Farewell Alentejo: Wine, Olive Oil, and Chocolate Bolo Podre
Wine tasting is certainly 50% bullshit. Travel writing, at least 50% bullshit. But, my friends, the wisdom that comes with hovering around the age of 35 tells me this: life is easily 50% bullshit. But we all live, we all work, and we all do our best to enjoy it. In various parts of the world, in various jobs, in various states of mind before arriving at this particular age, I looked hard for the meaning of life, every new thing (chocolate was once one of those things) I happened upon potentially it, everything I'd tried before (chocolate was once one of those things, too) rendered irrelevant.

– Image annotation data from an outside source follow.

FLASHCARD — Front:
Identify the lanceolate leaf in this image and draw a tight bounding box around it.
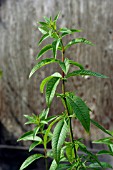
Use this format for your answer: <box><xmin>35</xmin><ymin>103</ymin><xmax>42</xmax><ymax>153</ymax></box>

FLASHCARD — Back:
<box><xmin>40</xmin><ymin>72</ymin><xmax>62</xmax><ymax>93</ymax></box>
<box><xmin>36</xmin><ymin>44</ymin><xmax>52</xmax><ymax>60</ymax></box>
<box><xmin>59</xmin><ymin>58</ymin><xmax>70</xmax><ymax>74</ymax></box>
<box><xmin>52</xmin><ymin>120</ymin><xmax>68</xmax><ymax>163</ymax></box>
<box><xmin>38</xmin><ymin>34</ymin><xmax>49</xmax><ymax>45</ymax></box>
<box><xmin>90</xmin><ymin>119</ymin><xmax>112</xmax><ymax>136</ymax></box>
<box><xmin>46</xmin><ymin>77</ymin><xmax>60</xmax><ymax>107</ymax></box>
<box><xmin>20</xmin><ymin>154</ymin><xmax>44</xmax><ymax>170</ymax></box>
<box><xmin>89</xmin><ymin>162</ymin><xmax>112</xmax><ymax>170</ymax></box>
<box><xmin>69</xmin><ymin>60</ymin><xmax>84</xmax><ymax>70</ymax></box>
<box><xmin>65</xmin><ymin>38</ymin><xmax>94</xmax><ymax>49</ymax></box>
<box><xmin>66</xmin><ymin>70</ymin><xmax>108</xmax><ymax>78</ymax></box>
<box><xmin>52</xmin><ymin>39</ymin><xmax>60</xmax><ymax>58</ymax></box>
<box><xmin>18</xmin><ymin>131</ymin><xmax>42</xmax><ymax>142</ymax></box>
<box><xmin>66</xmin><ymin>95</ymin><xmax>90</xmax><ymax>132</ymax></box>
<box><xmin>93</xmin><ymin>137</ymin><xmax>113</xmax><ymax>145</ymax></box>
<box><xmin>29</xmin><ymin>58</ymin><xmax>58</xmax><ymax>78</ymax></box>
<box><xmin>29</xmin><ymin>141</ymin><xmax>41</xmax><ymax>152</ymax></box>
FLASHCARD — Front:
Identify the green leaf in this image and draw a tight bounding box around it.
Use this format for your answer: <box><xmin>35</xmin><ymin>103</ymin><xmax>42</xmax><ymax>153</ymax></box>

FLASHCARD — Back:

I'm thinking that the people around me who seemed to be coping so much better hadn't come any closer to that one meaningful thing—they were just better about balancing the search with more everyday needs, desires, and responsibilities.
In September of this year, I came to the Alentejo region of Portugal, a sun-saturated place in the countryside where olive oil and wine are cheap but where movie theaters and public transportation (not to mention any number of other things I had within a radius of three blocks when I was growing up on the Upper Eastside of Manhattan and didn't know how good I had it) are hard to come by, looking once again for life's big secret. Three months before that, I'd left China, I'd left my job as a university teacher there, and I'd left the track leading to other university jobs, while leaving trackers among my friends and family stumped about where precisely I was headed and why. Why was I here? What was I doing? I did not get fired in China. I was not forced off the track. (Climbing back on, though, I can tell you from experience, is another story.) I did sort of fire myself. I decided it was time to get out of one situation and I didn't look too hard for another. But what do you look for when you don't know what you want? Balance.
Alentejo DOC wine in the fridge, my heat and electricity with everyone at home in New York who doesn't have them today. I wish I could share the employment and job-related luxuries I've had over the past two months in Portugal with everyone here who increasingly does not have those things.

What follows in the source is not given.